Entrepreneur.com is a virtual gold mine of information, but sometimes it's nice to have all your top questions and answers in one spot. That's why we decided to create a kind of FAQ section just for homebased startups, culled from questions posed to our former Startup Expert, Keith Lowe. Read on to glean tons of useful tidbits from these, your top start-up questions.
Q: I have decided to start a business on the Internet selling computer hardware, software, books and accessories. Do I need to obtain the products for sale on my Web site from the manufacturers? Is this allowed, or do I have to go about it another way in order to sell products online?
One of the reasons why I am asking is to make sure this is allowed or whether I will require licenses in order to sell my products. I would also like to know if I am too young to do this.
A: There are a few ways to go about this. One is to buy some products, store them in your basement and ship them to customers as you sell them. The positive side to this is that you can usually make more money if you do this by taking more risk. The negative side is the possibility of getting stuck with stuff you can't sell. That's why you sometimes see department stores having sales for 75 percent off-they are trying to get rid of stuff that they bought and now can't sell.
Another way to go about this is to use a fulfillment company. If you go to www.google.com and search on "fulfillment company," you'll find out more than you want to know about how they work. Many will handle everything-they'll give you a list of products and the wholesale prices, you take the orders, and they do the rest.

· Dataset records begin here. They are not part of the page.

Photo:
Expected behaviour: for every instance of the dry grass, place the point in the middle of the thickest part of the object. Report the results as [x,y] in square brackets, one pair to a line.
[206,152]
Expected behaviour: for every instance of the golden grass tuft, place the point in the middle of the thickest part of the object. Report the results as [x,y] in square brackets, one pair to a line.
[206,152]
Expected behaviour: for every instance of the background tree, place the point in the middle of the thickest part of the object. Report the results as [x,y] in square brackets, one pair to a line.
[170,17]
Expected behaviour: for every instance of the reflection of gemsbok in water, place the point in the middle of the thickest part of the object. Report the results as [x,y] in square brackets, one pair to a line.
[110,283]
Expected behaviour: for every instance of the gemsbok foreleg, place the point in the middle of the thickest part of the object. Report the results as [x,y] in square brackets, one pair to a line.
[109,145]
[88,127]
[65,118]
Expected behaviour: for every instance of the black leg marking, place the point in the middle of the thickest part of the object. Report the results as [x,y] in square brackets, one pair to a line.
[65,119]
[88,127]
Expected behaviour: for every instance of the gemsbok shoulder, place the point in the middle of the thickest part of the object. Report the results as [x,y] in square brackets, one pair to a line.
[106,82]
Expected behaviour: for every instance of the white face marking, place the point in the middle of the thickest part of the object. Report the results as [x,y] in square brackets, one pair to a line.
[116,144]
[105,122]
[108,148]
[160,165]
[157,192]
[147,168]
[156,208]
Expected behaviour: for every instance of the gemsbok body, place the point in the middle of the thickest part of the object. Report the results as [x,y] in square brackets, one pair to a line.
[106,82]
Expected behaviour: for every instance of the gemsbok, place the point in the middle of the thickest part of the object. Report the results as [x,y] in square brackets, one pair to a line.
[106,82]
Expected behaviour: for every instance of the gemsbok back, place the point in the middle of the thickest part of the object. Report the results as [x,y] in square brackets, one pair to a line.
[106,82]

I'm not quite sure what you mean when you ask, "Is this allowed?" If you mean can you buy products, keep them in your basement and then resell them, the answer is yes, provided there are no city zoning restrictions that would prevent you from keeping inventory on the premises. Check with your city's zoning department on any restrictions, for inventory or otherwise. And check with your city on any needed licenses or permits.
When in doubt, a good attorney or accountant will be able to answer these types of questions, and it's always a good idea to consult them when starting a business. I think you are on the right track, and I would encourage you to keep trying and keep pushing until you get this thing going!
Q: I am just itching to get into the business world, but I have limited financial resources. Can you give me any suggestions on low-cost businesses to start that mostly involve the Internet?
A: Well, there are so many opportunities, I don't know where to start. First you need to find something that interests you-it is pretty easy to find tons of services to offer (from Web site promotion to retail to being a technical writer to you name it).
There are many ways to go about this, and many can be done without a lot of risk or investment. One way is to start on eBay. There are lots of people making great money just selling things on eBay (but you need to pick something you have expertise with). I've got a friend who sells several hundred thousand dollars' worth of used golf clubs per year on eBay, works his own hours and has a blast.
If you wanted to get started with something like that, try buying and selling a couple of inexpensive things (but be careful!) just to see how things work. One word of caution: To do well on eBay, you must sell something you know a lot about-my friend is very successful, but mostly because he's an expert in golf clubs.
I've got another friend who quit his job in Atlanta, moved to a small town in Georgia and became a ghost writer-he will write articles and books for people and get them published. He lives in a small town with a low cost of living and works in a local coffee shop. What a life!